The Message to the Seven Churches

  • To Ephesus, Jesus commends their efforts in keeping purity among their congregation. He knows they have endured in their work and have resisted evil. However, He chastises them for losing love in their service.
  • With Smyrna, he contrasts their physical poverty with their spiritual wealth. He warns them of impending persecution and promises them reward should they endure.
  • To Pergamum, Jesus praises them for holding to His word even in a place where Satan has a symbolic throne. He warns them, however, that there are those among them holding to false doctrines.
  • With Thyatira, He speaks of their love and their ministry as well as their growth. He holds against them their tolerating a Jezebel among them, leading members of their congregation astray, and he calls for those that have succumbed to her influence to repent.
  • To Sardis, Jesus says they have a good reputation, but He knows they are spiritually dead. He acknowledges, however, that even they have some among them whose robes remain white and pure.
  • To Philadelphia, Jesus promises protection in times of tribulation to come. He knows they have remained faithful, and He encourages them to endure in the times to come.
  • With Laodicea, Jesus criticizes the congregation for being lukewarm, uncommitted, and He warns He will dispense of them if they refuse to repent from their indifference. He admonishes them to see themselves as Christ sees them.

The Message to Us

We are probably most familiar with the letters to Ephesus and to Laodicea, but we can learn from the themes that run through all of these letters. We see Jesus commend, time and again, congregations’ endurance, their intolerance of false doctrine, their love. In contrast, a vein of indifference seems to affect many of these congregations’ efforts. They may have become unloving. They may have tolerated unscriptural teachings in some aspects. They may have been simply going through the motions.

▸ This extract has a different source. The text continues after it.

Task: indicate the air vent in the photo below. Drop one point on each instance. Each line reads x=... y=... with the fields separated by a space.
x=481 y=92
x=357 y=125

We can relate to letter to Ephesus when Jesus calls on them to return to their first works. When we first obey the gospel, we may be full of energy and enthusiasm, but the cares of this world can wear us down. We can become comfortable with routine and forget the reasons behind those actions. Thyatira stands in contrast to Ephesus, whose later works are greater than their first. One congregation is praised for growing in their efforts while the other was dwindling. Which are we?

To Laodicea, Jesus encourages them to find their strengths. He asks them to find how they can be beneficial. He asks them to either be cold or hot, just as we all need cold refreshment at times and hot at others. We can be soothing or refreshing in different ways – a cold glass of water to some and a warm cocoa to others. Laodicea, however, is neither. They are uncommitted, but Jesus encourages them to simply get to work.

In these chapters, Jesus reminds us that He knows where we are and what we are going through, but the message is the same: “Get to work.” We can fall back on many excuses for lack of ministry, lack of growth, or lack of love, but Jesus calls on us to overcome those excuses. He reminds us to give ear to His word and endure with His promises set firmly before us.